Some children plan ahead in caring for their parents by purchasing long term care insurance. Knowing that their parents will not have enough retirement income to withstand the expense of health issues, buying a long term care plan will ensure available care and also protect the resources and assets of the children. Not to mention the dignity of parents who would have children bathing and diapering them. Not to mention the stress caring for parents places on marriages, children and employment. Talk to your parents about long term care planning early so it doesn’t become an issue that affects you later.
Including your parents in on your own planning may save you worries later. Do you have a financial planner? It’s likely you know more about financial planning than your parents. Why not invite them to a meeting with you and your financial planner? This offers them the ability to learn and to participate and also lets them know you care about their future. It also offers the opportunity for you to learn more about your parents finances so you can determine if they are going to need your help when they’re older. By participating with them you can also ensure that they avoid any investments that may not be suitable. Many financial planners recommend annuities that are well suited for some older adults and not at all suitable for others. You can also discuss the value of life insurance for the surviving spouse. Even though your parents seem like they have everything together, unless they have been exposed to your level of education and experience, they probably don’t. Don’t assume, ask them to participate in your own planning.

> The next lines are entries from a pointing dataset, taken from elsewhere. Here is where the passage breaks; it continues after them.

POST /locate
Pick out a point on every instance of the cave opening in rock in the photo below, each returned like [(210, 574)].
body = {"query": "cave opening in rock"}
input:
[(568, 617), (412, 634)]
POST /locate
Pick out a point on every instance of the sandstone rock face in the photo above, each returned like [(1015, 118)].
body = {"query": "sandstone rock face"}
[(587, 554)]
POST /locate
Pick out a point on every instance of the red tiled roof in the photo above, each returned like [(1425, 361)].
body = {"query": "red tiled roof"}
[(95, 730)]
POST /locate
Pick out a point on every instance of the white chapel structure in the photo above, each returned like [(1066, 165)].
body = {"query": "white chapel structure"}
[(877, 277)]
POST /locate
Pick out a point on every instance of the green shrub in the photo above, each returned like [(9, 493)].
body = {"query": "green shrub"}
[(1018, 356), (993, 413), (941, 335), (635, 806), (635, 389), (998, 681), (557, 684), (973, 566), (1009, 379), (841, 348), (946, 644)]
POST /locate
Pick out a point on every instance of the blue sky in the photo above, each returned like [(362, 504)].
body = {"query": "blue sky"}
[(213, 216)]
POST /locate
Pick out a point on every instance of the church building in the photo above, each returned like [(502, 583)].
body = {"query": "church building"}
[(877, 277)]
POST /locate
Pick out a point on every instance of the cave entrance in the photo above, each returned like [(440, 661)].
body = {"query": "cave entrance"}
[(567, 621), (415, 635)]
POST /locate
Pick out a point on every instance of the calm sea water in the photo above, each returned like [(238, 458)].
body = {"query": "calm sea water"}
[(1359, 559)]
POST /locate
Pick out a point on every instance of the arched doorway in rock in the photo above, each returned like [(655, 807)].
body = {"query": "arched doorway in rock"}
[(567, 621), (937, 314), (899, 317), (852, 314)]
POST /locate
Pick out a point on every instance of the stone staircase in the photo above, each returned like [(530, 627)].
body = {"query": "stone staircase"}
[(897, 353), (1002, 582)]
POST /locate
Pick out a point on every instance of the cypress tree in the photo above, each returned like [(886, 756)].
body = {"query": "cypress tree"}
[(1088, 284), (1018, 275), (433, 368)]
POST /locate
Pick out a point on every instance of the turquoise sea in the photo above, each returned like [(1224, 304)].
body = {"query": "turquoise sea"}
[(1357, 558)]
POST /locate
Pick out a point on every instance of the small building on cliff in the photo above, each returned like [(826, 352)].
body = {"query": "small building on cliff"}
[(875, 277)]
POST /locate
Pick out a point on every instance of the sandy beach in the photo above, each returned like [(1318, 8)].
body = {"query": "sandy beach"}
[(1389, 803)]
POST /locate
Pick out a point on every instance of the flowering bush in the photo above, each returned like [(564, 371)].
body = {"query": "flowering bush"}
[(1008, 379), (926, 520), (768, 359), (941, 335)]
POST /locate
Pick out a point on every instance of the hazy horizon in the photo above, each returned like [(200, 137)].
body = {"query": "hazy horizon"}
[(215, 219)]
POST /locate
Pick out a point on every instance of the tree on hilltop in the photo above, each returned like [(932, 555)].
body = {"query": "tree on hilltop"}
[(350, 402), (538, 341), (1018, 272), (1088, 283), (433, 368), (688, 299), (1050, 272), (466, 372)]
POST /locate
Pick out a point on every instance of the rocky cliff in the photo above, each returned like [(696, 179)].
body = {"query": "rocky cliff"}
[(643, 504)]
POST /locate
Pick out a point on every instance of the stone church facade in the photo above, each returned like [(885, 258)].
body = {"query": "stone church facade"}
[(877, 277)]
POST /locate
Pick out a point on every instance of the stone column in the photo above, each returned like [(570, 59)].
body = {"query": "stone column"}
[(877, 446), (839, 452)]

Your parent’s lack of financial planning can have a significant impact on your own financial planning. You assumed your parent’s would have planned financially for their retirement. It never occurred to you that they didn’t and when you think of it, you haven’t really devoted much time to planning for your own retirement. But now, your parents have run out of money. Their living expenses exceed their income and part of your paycheck goes to buy food or pay for maintaining their household. You’re worried about their health and what will happen if they need facility care. How did this creep up on you? It’s simple. While we believe we should plan for long term care, 70% of us have other priorities that prevent us from doing so until it becomes a necessity. The horror stories exist. Parents being moved to a nursing home for the rest of their lives. Parents losing their homes because they can’t keep up with a mortgage that should have been paid off years ago. Parents writing checks to charities and psychics before paying for their own prescription drugs. Still don’t have time to plan?